Kim is just one of many students that have been fascinated by this new phenomenon that has taken over Culver City High School (CCHS) and across the world — a chess phenomenon. Whether it be during classes, nutrition, or lunch, students have been seen playing chess on real-sized boards but more commonly on their Chromebooks through the booming Chess.com server, a popular online chess website that has seen unprecedented growth since the beginning of the new year.
“I’ve definitely played chess way more in the past school year compared to any other time in my life,” Kim said.
So why has chess — an ancient, once-dying game — become so popular again?
Many believe this surging popularity has been a continuation of the initial growth of chess witnessed at the height of the pandemic in late 2020 and early 2021. With people stuck in lockdown which coincided with the release of the popular Queen’s Gambit Netflix series, many quickly turned to chess as a new hobby. With famous chess players and Youtubers now streaming their games and hosting chess tournaments on streaming services like Twitch, the popularity of this sport has now skyrocketed.
But ultimately, its sudden growth comes down to the allure of the game itself. And for many students, chess’s appeal lies in the competitive, war-like nature of this historic game, which at its core, hasn’t changed since the game was first invented nearly 1500 years ago.
“People like competition that relies on strategy,” Kim said. “It’s a challenging, fun game that feels like a true competition of wit between people.”
For other students, it’s the ability to constantly improve through learning from the thousands of new skills and strategies that has made chess an entertaining, rewarding game. Considering that chess has a rating system called “Elo” which measures the relative skill levels of players, it only adds to the competitive nature of the game and explains why many students have become incentivized to constantly play — to improve their skills and rating faster than their friends.
“Even if you’re really good at chess, you’ve just touched the surface and there are so many different things you can learn in the game,” said junior Tristan Wang, who like Kim, started playing chess in elementary school but renewed his interest in the sport amidst its rising popularity. “It takes a lot of critical thinking, strategy, and patience to be able to play well.”
These factors resulting in chess’s massive growth has also led to the renewed popularity of CCHS’s Chess Club, which has served as an informal “hangout zone” during lunch every day for many students, whether they may be chess enthusiasts, new players, or those simply there to eat and watch. And it is this duality of the game — its competitive, war-like nature but also its ability to be played informally by two friends learning the rules and strategies on the go that has made playing chess a positive experience for many.
“It’s become a kind of casual thing where you can just have conversations over,” Kim said about the dynamic at Chess Club.
For Chess Club President Ian Fogel, he believes that this sudden wave of popularity will create massive strides in chess’s influence within mainstream culture.
“I think it’ll just grow at a constant rate…and who knows, maybe it could be in the Olympics,” he said.
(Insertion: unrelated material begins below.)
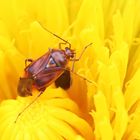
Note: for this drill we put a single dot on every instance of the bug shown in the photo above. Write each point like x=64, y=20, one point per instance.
x=48, y=68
Fogel has been playing chess since Kindergarten when he signed up for an after-school chess program through Chess Tutors, an organization that has served up to 100,000 elementary school students across Los Angeles since its establishment in 2002. In fourth grade, he won the Grand Match Gala, an annual invitation-only tournament run by the organization.
After continuing to progress throughout middle and high school, Fogel now has an Elo rating of 2000. For context, beginners or casual players usually have a rating below 1000. 2500 or higher is considered the rating for a grandmaster. At 2000, Fogel is in the range of a so-called “expert,” as he works to not only improve his own impressive Elo, but also help his friends and peers develop their own skills and ratings.
“I was pretty happy because a lot of my friends like playing and learning [chess],” Fogel said regarding his thoughts on the sport’s sudden growth. “Since I’ve been behind it before it was popular, I was kind of at a head start and I can help others learn new things and teach people how to play.”
Encouraged by this new-found popularity, Fogel and Chess Club co-President Krystian Lesny organized a March Madness style single-elimination chess tournament that will run throughout March. While there will be a cash prize of $100 in this competitive 32-player tournament, Fogel hopes that the event will still be a fun, engaging experience for all students involved. He also hopes that the tournament will be an annual tradition that will be passed on in future years to come, which will serve as a good reminder of the ongoing chess phenomenon that could very well be a mainstay of CCHS’s student culture.
“We think it’s a good way to put chess in our school district and it’ll be a lot of fun,” Fogel said prior to the start of the tournament. “Chess is always done at a tournament level so it’s just a fun high school tradition to pass on.”